Our family genes are no different than many families; they are not choosy about how addiction manifests. Food, alcohol, workaholism, perfectionism, gambling, meth or other assorted drugs pack a pretty good overnight bag at our get togethers. Like an infinity circle, eventually depression and addiction genetically mesh together. Does the addiction lead to the depression or does the depression lead to the addiction? Does depression lead to anxiety or anxiety lead to depression? Can I buy them separately or do they come as a packaged deal? There comes a point where you don’t care about the how or the why, you only care about now. In this very moment, right now, who can I be or what I can do for you?
Our headlines and sound bites blast the shock of a Hollywood or famous person’s death by suicide or overdose noting the consequence of a depression diagnosis. When it’s national news, it’s perfectly acceptable talking about an individual’s intimate, private life, the sticky substance that lends itself to voyeuristic tabloid juice at a cocktail party. But try moving that conversation into a more meaningful topic about the need to change our mental health laws, insurance programs, society stigmas, etc. Watch how fast people excuse themselves to beeline for the bar or appetizer table, leaving you standing there singing to your own little buzz-kill choir.

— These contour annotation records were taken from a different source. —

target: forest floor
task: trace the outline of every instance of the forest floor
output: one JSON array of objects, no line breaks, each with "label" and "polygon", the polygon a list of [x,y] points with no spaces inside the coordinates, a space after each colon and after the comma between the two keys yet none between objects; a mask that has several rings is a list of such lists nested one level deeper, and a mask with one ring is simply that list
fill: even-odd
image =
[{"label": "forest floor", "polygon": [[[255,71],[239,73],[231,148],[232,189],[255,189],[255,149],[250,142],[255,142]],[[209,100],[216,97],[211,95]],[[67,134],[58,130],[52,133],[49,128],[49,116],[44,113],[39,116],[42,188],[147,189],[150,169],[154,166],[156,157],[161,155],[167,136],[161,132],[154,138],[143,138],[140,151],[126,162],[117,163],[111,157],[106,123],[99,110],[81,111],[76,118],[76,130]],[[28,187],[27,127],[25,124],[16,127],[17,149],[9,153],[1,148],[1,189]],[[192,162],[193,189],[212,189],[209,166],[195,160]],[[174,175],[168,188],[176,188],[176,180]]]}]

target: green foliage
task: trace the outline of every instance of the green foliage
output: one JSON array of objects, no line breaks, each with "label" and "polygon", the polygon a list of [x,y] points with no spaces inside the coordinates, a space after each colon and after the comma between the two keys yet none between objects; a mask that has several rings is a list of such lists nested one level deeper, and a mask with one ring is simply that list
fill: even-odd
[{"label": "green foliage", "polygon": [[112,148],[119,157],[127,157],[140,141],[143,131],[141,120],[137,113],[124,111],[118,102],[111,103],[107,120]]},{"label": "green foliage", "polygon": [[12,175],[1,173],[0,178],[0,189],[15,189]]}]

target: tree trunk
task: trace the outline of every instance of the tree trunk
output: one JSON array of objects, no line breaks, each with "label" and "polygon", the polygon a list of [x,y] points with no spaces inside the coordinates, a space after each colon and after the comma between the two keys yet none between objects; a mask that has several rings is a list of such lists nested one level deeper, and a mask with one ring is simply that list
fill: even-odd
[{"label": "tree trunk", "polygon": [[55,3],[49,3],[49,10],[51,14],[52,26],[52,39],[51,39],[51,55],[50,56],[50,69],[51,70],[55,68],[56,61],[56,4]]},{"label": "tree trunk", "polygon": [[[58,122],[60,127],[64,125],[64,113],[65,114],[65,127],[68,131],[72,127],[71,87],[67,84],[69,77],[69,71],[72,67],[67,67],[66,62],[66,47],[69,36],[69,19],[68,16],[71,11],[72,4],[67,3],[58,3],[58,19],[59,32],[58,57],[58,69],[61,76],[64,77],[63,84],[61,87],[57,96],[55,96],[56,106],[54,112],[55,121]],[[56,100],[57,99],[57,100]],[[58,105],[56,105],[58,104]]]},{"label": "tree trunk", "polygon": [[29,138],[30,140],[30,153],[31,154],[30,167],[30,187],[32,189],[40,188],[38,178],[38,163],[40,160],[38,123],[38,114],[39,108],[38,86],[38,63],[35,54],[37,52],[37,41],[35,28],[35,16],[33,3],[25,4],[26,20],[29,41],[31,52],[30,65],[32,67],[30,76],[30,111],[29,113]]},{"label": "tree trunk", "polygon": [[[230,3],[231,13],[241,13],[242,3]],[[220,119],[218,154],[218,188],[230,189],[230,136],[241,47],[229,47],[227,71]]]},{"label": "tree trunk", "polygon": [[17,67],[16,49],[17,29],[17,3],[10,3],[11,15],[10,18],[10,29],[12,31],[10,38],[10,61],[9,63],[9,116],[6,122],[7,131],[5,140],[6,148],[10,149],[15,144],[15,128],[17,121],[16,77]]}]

Time to convert that buzz-kill choir into a consequential discussion. Let’s talk. A lot. No judgment on what’s too much, too little, too loud or too quiet. But first, let’s set the ground rules for a fair and healthy conversation. Those of us who don’t deal with depression or any mental health challenge…we have no frickin’ clue what you’re going through. Not really. We’re along for the ride, but you’re driving the bus. So, it’s only fair you get the mike first. And — the mike drop.
For what it’s worth, I’m in the first seat behind you and I’ll be the last one getting off your bus. Now, what was that you were saying?